AI Insight
This study introduces Cellina, a computational framework that predicts how a cell's gene expression would change if its spatial neighborhood in tissue were altered. The method uses supervised disentanglement to separate a cell's intrinsic properties from its spatial context, enabling simulations of two types of interventions: rewiring connections between cells or modifying neighboring cells' expression. Testing on over 2.5 million spatially-resolved cells from colorectal cancer and mouse brain tissues, Cellina outperformed existing methods in accuracy, scalability, and ability to identify biologically meaningful cancer subregions.
Why it matters
Understanding how cells respond to changes in their spatial environment is crucial for predicting tissue behavior in disease and development. This framework could aid in designing therapeutic interventions by simulating how altering the cellular neighborhood might influence cell states in cancer and other tissue-based diseases.

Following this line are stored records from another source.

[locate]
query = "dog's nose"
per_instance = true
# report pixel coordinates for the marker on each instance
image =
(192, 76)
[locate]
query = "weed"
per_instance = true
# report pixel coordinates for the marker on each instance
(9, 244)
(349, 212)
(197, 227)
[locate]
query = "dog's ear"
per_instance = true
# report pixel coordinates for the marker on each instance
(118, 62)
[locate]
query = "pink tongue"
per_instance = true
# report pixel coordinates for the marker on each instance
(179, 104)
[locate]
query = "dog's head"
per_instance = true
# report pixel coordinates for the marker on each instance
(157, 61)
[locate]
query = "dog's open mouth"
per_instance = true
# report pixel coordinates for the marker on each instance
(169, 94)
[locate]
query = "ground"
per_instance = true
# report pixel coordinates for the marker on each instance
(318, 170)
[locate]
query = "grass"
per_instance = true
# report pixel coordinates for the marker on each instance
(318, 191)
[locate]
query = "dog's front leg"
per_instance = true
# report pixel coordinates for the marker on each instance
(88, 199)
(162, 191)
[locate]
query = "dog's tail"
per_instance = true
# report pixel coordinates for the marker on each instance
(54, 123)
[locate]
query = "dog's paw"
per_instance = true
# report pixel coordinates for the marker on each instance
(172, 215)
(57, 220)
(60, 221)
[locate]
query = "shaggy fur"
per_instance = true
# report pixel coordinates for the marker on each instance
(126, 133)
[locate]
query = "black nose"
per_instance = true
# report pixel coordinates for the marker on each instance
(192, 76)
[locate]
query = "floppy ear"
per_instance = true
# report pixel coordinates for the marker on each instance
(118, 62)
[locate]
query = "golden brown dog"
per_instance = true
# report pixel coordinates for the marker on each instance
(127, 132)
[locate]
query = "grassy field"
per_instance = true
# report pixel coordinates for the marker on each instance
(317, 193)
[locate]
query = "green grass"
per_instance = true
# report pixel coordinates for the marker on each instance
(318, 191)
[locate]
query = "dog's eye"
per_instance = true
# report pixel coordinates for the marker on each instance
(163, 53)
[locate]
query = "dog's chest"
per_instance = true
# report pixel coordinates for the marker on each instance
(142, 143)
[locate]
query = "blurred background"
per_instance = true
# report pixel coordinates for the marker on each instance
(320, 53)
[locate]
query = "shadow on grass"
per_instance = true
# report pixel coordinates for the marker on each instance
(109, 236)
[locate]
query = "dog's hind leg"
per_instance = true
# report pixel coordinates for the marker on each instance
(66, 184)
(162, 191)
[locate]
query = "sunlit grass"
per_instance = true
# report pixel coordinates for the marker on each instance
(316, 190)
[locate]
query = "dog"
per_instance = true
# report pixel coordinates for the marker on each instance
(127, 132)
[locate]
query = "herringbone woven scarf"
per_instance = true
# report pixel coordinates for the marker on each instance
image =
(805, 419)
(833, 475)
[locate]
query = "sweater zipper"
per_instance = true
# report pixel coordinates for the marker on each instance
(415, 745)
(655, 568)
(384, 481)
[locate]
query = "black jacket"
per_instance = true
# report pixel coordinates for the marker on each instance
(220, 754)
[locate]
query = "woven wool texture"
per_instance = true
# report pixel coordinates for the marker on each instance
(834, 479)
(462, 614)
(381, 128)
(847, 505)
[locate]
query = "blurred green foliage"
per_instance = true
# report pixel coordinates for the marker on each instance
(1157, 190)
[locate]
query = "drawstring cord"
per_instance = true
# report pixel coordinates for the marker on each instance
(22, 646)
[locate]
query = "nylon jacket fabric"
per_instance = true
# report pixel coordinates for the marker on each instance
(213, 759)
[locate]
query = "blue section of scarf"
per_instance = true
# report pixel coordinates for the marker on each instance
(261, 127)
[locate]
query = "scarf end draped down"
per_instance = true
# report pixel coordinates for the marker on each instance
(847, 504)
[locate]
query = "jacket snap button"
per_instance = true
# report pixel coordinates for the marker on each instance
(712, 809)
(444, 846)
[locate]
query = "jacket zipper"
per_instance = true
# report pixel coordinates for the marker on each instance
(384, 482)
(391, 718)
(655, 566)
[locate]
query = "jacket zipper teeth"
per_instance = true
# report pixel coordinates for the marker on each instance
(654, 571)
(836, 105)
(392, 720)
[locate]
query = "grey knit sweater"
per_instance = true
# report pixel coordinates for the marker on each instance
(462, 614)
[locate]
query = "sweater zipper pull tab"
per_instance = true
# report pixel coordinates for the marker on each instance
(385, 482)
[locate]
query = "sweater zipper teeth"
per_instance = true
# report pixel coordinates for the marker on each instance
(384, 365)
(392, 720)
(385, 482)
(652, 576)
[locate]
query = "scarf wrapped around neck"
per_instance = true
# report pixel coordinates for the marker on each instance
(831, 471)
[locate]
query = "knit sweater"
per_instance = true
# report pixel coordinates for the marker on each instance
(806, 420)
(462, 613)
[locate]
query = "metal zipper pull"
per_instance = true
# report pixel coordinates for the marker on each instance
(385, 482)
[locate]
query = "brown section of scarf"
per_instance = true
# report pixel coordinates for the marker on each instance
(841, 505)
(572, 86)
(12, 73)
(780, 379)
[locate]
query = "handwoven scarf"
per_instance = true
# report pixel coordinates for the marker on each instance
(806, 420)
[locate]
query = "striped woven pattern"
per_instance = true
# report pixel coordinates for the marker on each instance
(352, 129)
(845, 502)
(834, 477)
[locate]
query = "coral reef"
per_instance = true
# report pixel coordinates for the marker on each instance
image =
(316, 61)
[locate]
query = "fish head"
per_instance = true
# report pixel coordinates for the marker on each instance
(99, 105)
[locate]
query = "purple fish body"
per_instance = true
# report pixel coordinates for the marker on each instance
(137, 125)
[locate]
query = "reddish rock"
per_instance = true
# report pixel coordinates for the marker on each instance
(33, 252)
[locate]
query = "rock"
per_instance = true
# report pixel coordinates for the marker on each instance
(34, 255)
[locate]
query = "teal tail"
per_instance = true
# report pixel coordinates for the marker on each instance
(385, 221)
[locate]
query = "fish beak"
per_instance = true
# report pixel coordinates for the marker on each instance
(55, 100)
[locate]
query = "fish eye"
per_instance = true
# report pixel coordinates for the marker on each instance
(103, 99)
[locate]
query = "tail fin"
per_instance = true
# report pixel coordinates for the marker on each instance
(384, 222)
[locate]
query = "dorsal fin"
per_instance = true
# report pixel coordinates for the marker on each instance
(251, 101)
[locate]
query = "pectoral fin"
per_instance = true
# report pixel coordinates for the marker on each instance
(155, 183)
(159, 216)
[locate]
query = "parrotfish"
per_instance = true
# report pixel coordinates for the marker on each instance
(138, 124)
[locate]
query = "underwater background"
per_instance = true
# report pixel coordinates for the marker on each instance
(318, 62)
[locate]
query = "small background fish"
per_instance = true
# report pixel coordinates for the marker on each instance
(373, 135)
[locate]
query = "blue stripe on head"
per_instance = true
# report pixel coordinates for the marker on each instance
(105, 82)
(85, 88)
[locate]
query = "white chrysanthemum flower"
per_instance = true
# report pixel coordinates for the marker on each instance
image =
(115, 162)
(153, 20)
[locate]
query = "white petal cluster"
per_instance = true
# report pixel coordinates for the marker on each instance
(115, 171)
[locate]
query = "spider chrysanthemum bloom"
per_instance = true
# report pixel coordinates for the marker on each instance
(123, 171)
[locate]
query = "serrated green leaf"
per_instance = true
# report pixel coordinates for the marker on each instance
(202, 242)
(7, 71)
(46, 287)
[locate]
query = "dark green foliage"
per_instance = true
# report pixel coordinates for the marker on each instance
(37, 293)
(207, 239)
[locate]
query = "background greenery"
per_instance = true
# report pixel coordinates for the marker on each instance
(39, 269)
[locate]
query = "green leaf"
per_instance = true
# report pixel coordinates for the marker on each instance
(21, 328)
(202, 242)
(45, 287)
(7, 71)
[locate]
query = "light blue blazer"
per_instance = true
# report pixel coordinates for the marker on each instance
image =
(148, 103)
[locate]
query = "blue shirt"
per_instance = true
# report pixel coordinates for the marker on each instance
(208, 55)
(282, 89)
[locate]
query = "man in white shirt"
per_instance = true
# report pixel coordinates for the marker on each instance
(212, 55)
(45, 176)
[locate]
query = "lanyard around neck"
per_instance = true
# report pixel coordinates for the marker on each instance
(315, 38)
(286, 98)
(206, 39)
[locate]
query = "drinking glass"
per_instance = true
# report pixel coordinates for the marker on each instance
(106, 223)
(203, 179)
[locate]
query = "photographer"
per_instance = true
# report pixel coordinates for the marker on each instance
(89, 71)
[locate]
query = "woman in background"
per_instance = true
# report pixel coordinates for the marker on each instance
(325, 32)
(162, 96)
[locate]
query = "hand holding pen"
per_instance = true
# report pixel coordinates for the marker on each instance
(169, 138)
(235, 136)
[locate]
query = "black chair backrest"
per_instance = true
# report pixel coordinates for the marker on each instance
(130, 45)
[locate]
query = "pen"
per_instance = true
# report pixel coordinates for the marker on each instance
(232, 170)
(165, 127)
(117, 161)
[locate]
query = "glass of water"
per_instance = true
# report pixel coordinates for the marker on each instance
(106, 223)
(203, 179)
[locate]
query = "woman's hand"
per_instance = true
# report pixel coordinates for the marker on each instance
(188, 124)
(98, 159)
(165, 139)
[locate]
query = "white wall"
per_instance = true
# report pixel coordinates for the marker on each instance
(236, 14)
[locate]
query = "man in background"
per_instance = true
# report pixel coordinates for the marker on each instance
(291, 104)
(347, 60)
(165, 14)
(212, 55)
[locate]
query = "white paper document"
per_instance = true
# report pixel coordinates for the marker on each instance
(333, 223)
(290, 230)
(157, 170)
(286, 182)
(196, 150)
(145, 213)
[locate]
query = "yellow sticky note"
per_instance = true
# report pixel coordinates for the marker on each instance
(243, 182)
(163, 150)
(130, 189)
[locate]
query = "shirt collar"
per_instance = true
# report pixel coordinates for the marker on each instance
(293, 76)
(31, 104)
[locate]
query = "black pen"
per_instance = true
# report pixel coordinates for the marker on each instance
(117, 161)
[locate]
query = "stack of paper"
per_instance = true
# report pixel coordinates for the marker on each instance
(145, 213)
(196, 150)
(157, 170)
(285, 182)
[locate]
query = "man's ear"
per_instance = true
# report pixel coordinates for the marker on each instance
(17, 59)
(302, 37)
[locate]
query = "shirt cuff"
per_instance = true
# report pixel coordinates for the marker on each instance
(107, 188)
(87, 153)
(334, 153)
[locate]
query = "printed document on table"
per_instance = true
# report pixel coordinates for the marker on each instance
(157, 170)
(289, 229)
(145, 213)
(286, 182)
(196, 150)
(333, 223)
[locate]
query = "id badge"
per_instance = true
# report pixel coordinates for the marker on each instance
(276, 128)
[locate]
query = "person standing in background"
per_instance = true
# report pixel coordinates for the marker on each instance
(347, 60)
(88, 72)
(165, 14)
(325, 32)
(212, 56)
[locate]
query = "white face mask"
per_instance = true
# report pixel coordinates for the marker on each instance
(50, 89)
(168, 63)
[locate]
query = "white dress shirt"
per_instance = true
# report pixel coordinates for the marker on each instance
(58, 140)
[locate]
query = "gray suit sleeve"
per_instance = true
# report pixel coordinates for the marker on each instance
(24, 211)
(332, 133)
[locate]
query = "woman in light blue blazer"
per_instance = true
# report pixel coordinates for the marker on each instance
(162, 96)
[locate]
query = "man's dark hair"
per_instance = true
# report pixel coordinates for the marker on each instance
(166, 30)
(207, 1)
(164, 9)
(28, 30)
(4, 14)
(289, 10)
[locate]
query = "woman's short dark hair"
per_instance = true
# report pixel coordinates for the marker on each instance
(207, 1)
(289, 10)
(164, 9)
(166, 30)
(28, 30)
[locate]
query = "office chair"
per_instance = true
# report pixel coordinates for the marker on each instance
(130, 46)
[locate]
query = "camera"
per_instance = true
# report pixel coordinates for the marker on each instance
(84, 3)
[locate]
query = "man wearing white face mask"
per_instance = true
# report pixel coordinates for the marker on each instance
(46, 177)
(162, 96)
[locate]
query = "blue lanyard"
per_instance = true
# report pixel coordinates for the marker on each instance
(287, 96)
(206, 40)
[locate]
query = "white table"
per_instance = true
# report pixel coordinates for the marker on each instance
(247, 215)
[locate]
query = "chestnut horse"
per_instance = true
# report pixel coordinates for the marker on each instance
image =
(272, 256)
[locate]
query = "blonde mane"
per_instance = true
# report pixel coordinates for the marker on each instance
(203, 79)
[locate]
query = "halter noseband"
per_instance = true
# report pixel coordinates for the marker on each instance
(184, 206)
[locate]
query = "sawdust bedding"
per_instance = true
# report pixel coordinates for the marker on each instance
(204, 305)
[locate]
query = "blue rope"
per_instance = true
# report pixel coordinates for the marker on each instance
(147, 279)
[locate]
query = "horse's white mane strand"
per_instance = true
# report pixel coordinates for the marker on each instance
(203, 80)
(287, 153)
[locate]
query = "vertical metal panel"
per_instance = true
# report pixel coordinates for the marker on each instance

arXiv:2606.08493v2 Announce Type: replace
Abstract: Tissue graph counterfactuals ask how a cell’s expression would change under altered spatial neighbor contexts. Such queries are central to predicting cell behavior in tissues, but lack a unified definition, with existing methods targeting specific intervention types or treating cells as i.i.d. In this work, we first formalize tissue graph counterfactuals as a class of spatial interventions that either rewire connections between cells (edge perturbation) or modify the expression of their neighbors (node perturbation). We then introduce Cellina (https://cellina.readthedocs.io) – a framework that uses supervised disentanglement to decompose a cell’s intrinsic state from its spatial context, using the latter as a conditioning input for counterfactual predictions. Across benchmarks spanning over 2.5 million spatially-resolved cells in colorectal cancer and mouse brain, Cellina outperforms spatially-informed and non-spatial competitors in in-silico graph perturbations, disentanglement, and scalability. Additionally, we show that Cellina reveals biologically distinct cancer subdomains in an unsupervised manner and enables targeted neighbor perturbation simulations.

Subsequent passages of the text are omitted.